No es así como deben discutirse los problemas, sino de frente a el; pero, como saber en ese instante lo que ella piensa, no es que el amor sea unilateral, sé que nos queremos, pero tenemos dificultades.
Siempre uno piensa que se comporta lo mejor que se puede, pero en ocasiones no a gusto de ella. Es una de las razones contradictorias del amor, es tan hermoso pero tan difícil de llevar, es uno de los caminos que nos acerca hacia esa tan anhelada meta de todo ser humano: la felicidad.
Por fin he encontrado la sombra que tanto necesito para sentarme a pensar, deslizarme contra las raíces del árbol, como de las cosas que buscan meditación; miro las hojas que son como las ilusiones, las mece el viento llevándolas hasta la lejanía y trayéndolas de retorno luego a su seno de origen; el remanso que murmura en silencio la suave y melodiosa oración de quietud que va impregnando a las ideas-hojas, muestras tortuosas de aquellos sueños que nunca serán realidad, como el sueño del amor que se trunca al menor soplo de verdad incierta que nuestra mirada envuelva; traición es la palabra clave, siempre está presente, es el fantasma tétrico que sobrevuela la felicidad. ¿Por qué?
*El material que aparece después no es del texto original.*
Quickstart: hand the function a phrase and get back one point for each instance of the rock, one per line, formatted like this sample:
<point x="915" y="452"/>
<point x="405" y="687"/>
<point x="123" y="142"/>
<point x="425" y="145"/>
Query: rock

Es una pregunta fácil de contestar. Desde que nació el hombre sobre la faz de la Tierra ha faltado a su palabra dada, traicionó Adán a Dios su padre; traicionó Judas a Jesús, su Maestro, esa es la carga que doblega nuestros hombros y nos hace ver sólo la oscuridad a nuestro alrededor: ¡Hasta cuando! Nadie puede decirlo. Por eso el hombre no cree al hombre aunque jure por Dios eterno. Somos capaces de traicionar nuestros sentimientos por un montón de burdos billetes que al final nada significan.
Nada es eterno, ni siquiera nosotros ¿Cómo serlo entonces nuestros sentimientos? ¿Hasta la muerte, entonces? ¿Pero sabemos exactamente lo que sucede en ella? ¡Realmente no! ¿Entonces como prometer por algo que no sabemos? Créeme, Nos queremos, pero sólo mientras estemos juntos, luego, mejor dudémoslo; pero, reanudémoslo cuando nos juntemos mañana. ¿Quieres?
Es lo más acertado, amarse es hermoso, pero hay que descubrir las tristes verdades a las cuales nos sujeta, a ti, a mí, a todos y a todo, total que podemos conocer de nuevo si sabemos que en general cuando decimos amor, es decir sueños y nada más.
Prepárense jóvenes, mañana miren y piensen, luego conversemos.